The structural regression results were used to assess the direct and indirect effects of digital health advances and the integration of physical activity on the mental health and cognition. Robust results were given by the use of significance levels, confidence interval, and adjusted regression coefficients. Such sophisticated analysis tools helped to elucidate the interdependence of the digital health technologies, physical activity, and student wellbeing, offering information to the study of education technology and physical education.
Ethical considerations
This study was conducted in accordance with the ethical standards of the 1964 Declaration of Helsinki and its later amendments. Ethical approval was obtained from an institutional research ethics board (Approval No. HU-REC/2023/1125). Informed consent was obtained from all participants prior to data collection. Participation was voluntary, and confidentiality and anonymity were strictly maintained throughout the study.
Results and discussion
Demographic data about participants in Table 3 is crucial to ensure the study’s findings represent the target population. The study’s 1025 participants were 54.6% male (n = 560) and 45.4% female (n = 465), indicating gender parity. The respondent age distribution is 45.9% (n = 470) were aged between 26 and 35 years, 37.1% (n = 380) were aged 19–25, and 17.0% (n = 175) were 36 years and above. Data shows that most responders were 19–35 years old, consistent with digital technologies in health and wellness initiatives.

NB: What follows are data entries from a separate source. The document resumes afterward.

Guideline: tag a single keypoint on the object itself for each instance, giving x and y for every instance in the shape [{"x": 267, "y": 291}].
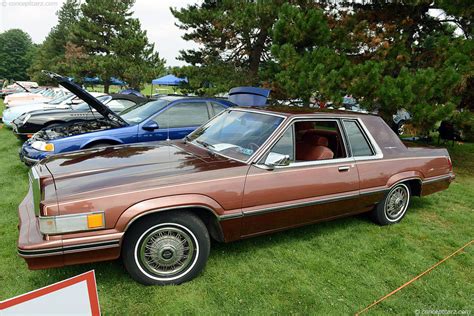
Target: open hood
[
  {"x": 88, "y": 98},
  {"x": 21, "y": 86},
  {"x": 249, "y": 96}
]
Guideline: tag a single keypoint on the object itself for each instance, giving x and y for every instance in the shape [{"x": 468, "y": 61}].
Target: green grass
[{"x": 337, "y": 267}]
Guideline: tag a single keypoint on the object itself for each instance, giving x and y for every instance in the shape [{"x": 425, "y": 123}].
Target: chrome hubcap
[
  {"x": 396, "y": 203},
  {"x": 166, "y": 251},
  {"x": 401, "y": 129}
]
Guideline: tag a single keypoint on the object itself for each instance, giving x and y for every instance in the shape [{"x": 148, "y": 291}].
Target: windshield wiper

Demographic characteristics of respondents.
Source: Author’s survey.
According to their academic qualifications, most respondents were undergraduates (41.0%) or postgraduates (43.9%). Only 15.1% (n = 155) were doctoral or professional students. A significant number were graduate students in sport sciences, exercise physiology, coaching education, physical education pedagogy, and related subjects. Graduate students work with digital health technologies in their coursework, research, and applied training modules, as well as in physical education settings for advanced training and teaching. They complement the study’s focus on technology-facilitated PE and add depth by drawing on a range of academic levels within the same subject. Most participants had completed or were pursuing higher education and were familiar with digital health technologies in physical education. Technology use varied: 45.0% used it sometimes (1–3 times per week), 32.6% used it regularly (more than 3 times per week), and 21.5% rarely. Mobile health apps (45.9%, n = 470) were the most used tools, followed by wearable devices such as smartwatches and fitness bands (30.2%, n = 310) and VR/AI-based fitness solutions (23.9%, n = 245), reflecting accessibility and ease of use. Participants’ experience with digital health tools ranged from beginners (0–1 year, 28.3%) to intermediate users (1–3 years, 42.0%) and advanced users (over 3 years, 29.8%).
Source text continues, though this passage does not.